AA / Tripoli / Mohamed Ennajem
L’état-major de l’armée libyenne a réitéré son attachement à la «légitimité constitutionnelle» dans le pays et à la «réalisation des objectifs de la révolution de février» 2011, qui avait mis fin au règne du colonel Mouammar Kadhafi.
L’état-major de l’armée a dénoncé dans un communiqué, diffusé lundi, tous les «actes terroristes» qui ciblent les soldats et les citoyens, affirmant œuvrer "inlassablement à éradiquer le terrorisme" avec le concours des «véritables révolutionnaires» au service de la patrie et du peuple.

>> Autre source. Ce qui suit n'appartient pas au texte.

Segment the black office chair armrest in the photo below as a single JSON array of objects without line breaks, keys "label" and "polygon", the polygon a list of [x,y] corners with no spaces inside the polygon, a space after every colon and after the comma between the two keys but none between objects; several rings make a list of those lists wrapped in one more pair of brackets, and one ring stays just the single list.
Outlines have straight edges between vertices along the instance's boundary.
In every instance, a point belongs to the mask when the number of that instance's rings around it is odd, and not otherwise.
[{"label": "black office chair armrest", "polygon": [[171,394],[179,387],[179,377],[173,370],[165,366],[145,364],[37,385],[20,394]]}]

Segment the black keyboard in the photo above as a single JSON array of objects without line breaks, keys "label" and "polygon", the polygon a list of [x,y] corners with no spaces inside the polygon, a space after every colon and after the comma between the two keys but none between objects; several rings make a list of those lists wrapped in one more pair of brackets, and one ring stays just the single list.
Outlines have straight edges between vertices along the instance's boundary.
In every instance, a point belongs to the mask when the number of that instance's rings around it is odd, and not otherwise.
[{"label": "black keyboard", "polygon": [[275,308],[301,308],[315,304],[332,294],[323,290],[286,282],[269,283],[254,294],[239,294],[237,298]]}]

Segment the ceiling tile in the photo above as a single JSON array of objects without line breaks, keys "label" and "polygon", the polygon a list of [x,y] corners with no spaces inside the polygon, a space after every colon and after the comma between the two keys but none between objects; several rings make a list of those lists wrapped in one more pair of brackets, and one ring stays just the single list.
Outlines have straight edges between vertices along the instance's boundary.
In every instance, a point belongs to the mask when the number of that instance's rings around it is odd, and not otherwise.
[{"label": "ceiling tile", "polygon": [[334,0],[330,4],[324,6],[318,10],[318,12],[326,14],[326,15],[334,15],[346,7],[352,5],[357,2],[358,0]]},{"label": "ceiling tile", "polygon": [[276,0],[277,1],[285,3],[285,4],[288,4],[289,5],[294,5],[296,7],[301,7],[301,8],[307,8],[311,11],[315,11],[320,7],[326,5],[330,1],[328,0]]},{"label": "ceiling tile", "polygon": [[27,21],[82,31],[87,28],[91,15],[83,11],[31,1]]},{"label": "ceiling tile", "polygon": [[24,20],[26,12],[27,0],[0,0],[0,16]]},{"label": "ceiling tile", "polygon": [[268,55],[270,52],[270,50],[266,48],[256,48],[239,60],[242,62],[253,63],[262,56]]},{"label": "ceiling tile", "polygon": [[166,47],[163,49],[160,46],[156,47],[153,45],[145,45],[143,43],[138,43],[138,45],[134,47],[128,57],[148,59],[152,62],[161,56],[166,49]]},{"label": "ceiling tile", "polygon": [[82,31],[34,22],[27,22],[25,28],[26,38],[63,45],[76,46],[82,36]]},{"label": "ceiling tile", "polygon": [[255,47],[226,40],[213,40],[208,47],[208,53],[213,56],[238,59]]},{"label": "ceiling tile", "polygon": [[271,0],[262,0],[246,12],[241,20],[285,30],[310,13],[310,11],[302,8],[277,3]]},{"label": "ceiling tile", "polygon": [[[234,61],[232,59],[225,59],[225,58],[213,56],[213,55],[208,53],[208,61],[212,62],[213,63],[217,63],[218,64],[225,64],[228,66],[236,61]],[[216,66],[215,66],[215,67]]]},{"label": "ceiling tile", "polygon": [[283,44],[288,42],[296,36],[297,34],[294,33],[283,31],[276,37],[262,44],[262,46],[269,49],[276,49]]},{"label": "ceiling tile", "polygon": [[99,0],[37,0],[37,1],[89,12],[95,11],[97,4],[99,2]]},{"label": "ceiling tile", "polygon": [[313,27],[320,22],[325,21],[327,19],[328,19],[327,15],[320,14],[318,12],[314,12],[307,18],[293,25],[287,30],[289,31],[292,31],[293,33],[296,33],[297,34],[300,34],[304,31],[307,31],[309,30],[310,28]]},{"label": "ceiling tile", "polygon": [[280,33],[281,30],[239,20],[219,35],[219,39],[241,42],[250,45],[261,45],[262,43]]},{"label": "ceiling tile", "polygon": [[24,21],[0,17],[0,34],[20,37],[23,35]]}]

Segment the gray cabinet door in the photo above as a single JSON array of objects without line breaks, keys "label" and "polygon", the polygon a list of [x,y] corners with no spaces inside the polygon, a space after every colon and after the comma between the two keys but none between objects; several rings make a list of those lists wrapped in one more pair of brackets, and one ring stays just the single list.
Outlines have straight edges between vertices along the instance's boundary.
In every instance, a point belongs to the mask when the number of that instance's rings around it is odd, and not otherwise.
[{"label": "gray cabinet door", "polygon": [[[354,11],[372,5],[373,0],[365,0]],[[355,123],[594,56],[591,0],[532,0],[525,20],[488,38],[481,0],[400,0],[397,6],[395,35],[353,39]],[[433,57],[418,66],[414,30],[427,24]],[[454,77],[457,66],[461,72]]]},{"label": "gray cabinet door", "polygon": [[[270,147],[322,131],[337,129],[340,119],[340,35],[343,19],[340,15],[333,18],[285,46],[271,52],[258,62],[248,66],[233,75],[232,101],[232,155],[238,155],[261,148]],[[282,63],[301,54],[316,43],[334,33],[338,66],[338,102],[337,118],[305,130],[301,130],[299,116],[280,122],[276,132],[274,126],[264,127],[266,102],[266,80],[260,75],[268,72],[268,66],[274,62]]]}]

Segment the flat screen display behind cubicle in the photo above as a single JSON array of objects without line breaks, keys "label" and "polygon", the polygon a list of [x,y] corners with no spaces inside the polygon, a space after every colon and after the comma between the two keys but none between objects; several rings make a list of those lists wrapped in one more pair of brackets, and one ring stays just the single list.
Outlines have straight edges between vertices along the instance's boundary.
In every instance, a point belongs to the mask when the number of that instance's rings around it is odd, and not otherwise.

«L’état-major suit les évènements sanguinaires qui secouent plusieurs villes libyennes et ne ménage aucun effort pour mettre un terme à l’effusion du sang et en finir avec l’anarchie», poursuit le communique de l’armée qui a tenu à préciser que «la scission entre les Libyens a multiplié les actes vils, œuvre des ennemis de la Patrie parmi les terroristes et les putschistes», sans avancer de noms.
L’armée a appelé, cependant, dans son communiqué à œuvrer pour «apaiser les tensions, reprendre le dialogue et barrer la route aux ennemis de la patrie aussi bien ceux de l’intérieur que de l’extérieur», insistant auprès de l’ensemble des protagonistes sur la nécessité de « dialoguer et se réconcilier afin de réaliser la paix ».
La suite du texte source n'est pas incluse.